The daughter was the one he was really after.

He knew her. The moment he set eyes on her, he understood exactly who Teresa was.
The good girl,
he thought,
the church girl.
It figured, her being Applebee's daughter and all. And it gave him fresh insight into Conor's trajectory.

He was sitting in his Charger now, parked in a no-stopping zone in back of the school where she taught. It was a Westside private school, a big old cathedral-like building of red brick with rounded mission gables. There was a fenced-off asphalt courtyard out in back with some playground equipment and some painted white lines for field games. Ramsey was parked in front of that.

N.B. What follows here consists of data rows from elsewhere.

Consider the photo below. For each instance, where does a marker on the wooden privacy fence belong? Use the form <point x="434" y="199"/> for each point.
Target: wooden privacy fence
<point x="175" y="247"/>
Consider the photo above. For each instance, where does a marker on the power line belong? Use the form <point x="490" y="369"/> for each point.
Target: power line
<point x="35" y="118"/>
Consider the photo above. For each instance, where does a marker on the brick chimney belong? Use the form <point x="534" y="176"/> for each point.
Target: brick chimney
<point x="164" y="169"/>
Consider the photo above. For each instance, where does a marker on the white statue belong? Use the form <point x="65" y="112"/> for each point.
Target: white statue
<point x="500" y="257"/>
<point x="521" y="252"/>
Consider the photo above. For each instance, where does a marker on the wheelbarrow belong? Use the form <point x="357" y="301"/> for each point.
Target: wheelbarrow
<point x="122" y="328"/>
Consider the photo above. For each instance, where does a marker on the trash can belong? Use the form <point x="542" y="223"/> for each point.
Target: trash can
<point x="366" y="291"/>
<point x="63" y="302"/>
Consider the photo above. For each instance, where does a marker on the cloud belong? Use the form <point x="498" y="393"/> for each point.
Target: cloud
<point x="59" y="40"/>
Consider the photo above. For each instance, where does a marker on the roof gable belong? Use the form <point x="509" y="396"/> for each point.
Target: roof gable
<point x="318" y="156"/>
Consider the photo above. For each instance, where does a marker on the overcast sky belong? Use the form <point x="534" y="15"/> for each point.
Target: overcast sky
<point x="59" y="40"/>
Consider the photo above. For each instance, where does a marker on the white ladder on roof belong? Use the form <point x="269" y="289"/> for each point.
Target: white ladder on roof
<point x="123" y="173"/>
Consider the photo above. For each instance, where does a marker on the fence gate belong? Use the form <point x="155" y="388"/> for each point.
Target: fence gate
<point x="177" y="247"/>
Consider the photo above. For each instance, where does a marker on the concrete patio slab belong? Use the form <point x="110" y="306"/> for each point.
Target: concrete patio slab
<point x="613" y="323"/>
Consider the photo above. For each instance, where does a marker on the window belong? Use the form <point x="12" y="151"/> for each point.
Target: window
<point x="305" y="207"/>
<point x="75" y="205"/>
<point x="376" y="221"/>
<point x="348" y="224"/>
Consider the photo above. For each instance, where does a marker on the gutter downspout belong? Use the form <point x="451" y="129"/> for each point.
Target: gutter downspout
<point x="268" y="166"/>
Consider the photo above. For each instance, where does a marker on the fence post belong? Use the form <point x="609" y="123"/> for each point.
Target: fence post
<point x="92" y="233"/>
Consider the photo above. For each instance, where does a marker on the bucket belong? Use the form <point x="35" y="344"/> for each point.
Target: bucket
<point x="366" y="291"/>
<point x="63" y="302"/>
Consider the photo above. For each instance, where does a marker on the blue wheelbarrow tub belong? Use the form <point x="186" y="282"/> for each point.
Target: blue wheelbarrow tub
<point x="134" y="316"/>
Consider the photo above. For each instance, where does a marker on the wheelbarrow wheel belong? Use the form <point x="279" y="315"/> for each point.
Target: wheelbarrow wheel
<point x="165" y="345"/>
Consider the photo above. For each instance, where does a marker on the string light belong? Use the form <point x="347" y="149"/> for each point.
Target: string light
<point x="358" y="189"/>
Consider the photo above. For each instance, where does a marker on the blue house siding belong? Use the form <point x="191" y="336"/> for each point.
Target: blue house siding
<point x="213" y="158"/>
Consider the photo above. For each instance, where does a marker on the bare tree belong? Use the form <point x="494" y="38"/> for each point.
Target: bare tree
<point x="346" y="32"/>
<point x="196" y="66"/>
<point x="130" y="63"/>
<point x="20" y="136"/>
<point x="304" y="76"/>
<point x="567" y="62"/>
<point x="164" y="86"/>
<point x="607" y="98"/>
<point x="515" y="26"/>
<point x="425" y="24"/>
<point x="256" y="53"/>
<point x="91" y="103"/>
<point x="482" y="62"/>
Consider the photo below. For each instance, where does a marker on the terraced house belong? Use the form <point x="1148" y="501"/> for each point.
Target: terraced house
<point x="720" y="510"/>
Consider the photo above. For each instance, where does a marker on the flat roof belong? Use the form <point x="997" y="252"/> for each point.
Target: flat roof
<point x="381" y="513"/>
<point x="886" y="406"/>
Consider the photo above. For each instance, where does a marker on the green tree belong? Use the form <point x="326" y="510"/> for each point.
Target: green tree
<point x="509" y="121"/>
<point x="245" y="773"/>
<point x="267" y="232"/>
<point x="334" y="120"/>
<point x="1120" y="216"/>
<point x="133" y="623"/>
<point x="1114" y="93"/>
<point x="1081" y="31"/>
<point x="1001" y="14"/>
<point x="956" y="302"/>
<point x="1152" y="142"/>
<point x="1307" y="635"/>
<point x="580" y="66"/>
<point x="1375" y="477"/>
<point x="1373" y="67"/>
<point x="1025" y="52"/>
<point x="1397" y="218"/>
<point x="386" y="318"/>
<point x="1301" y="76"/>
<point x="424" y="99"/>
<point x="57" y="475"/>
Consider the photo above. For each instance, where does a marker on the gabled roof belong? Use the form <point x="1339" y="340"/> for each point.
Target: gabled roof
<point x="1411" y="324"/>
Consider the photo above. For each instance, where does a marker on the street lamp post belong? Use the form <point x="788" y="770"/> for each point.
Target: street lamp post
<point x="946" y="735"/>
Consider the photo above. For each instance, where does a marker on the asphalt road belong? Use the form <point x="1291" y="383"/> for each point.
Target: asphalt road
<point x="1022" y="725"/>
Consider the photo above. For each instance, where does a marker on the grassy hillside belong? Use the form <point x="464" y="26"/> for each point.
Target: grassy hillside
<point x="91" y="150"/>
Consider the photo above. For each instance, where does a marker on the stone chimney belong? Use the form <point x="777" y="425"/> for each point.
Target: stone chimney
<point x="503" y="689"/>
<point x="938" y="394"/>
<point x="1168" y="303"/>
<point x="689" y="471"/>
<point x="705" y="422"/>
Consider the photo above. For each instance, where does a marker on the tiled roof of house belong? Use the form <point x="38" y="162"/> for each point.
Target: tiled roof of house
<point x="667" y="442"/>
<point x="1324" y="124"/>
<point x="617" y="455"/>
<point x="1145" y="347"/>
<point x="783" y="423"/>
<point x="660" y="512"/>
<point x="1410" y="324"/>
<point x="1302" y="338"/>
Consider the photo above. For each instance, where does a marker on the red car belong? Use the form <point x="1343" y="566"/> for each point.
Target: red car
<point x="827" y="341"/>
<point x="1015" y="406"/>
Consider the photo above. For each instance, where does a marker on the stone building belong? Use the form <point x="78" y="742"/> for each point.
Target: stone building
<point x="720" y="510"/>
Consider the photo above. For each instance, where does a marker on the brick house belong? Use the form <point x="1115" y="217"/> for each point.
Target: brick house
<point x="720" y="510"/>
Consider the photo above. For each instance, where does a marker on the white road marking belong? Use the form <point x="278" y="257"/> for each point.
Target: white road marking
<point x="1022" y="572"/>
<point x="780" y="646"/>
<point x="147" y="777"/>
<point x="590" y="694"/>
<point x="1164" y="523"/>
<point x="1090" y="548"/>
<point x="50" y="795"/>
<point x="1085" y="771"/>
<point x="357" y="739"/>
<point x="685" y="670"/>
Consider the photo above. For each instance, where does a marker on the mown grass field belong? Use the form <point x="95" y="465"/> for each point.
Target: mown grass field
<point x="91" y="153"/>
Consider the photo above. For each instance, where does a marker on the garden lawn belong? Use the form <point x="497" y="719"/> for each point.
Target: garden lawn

The lunch hour was just passing. At the sound of a bell, the boys poured out into the yard in their neckties and the girls in their plaid skirts, all of them shouting and laughing together, a surflike roar. Ramsey was just about to get out of his car and go inside to find Teresa when he saw her step into one of the rear doorways. She stood there, watching the children at their play.

He knew her face from her license photo in the computer, but he hadn't had a real sense of her until he saw her now. Now he felt a sort of helpless admiration for her and a dark resentment toward her and a dark attraction.
The good girl, the church girl.
His wife had been one of the same. She was the girl who didn't drink or do drugs or smoke or party. The girl who sang in the choir and decorated her notebooks with marker drawings of hearts and flowers. The girl who said "Aw" when she saw pictures of small animals and "Oh no! What're you going to do?" when her friends got themselves knocked up. She was the girl who walked swishing past when the brothers talked jazz at her passing ass, because she wasn't going to come over here, baby, not even if she was so fine, aw really, he'd be so careful, swear. She had her life all laid out in her mind, her plans confided to her diary, and they didn't include no baby-baby-baby, because she wasn't going to have no baby before the clock struck married. She was that girl.

And here was the thing about it. Girls like that—for some reason, they were love magnets for weak and damaged men. It was some kind of save-me-mommy deal. His wife had told him all about it. They wanted her sympathy, her kindness, her "Oh, you poor thing." They wanted her to make them better than they were, but, fucked-uppedly enough, they wanted to drag her down to their level, too. "I used to tell them if they wanted salvation, they could get themselves a Bible," Ramsey's wife had said. "If you want
me,
you gotta walk like a man."

That's what they held out for, these girls. Men. Military men. Cops. Long-haul collegiates going for the big degrees, business, engineering, even medicine or law. That's what his wife had done—she'd held out for him. This one, too—Teresa. Got herself a hero soldier, the records said. Only she got handed the short stick of God, didn't she? Husband killed in Sandland. So she was stuck with the kid-and-no-husband scenario, like it was nigger fate.

The thought drew Ramsey's mind back in bitterness and melancholy to his wife. Who had gotten the short stick, too, in the long run, you might say. But that was a whole 'nother story, and he didn't have time to torture himself with it now.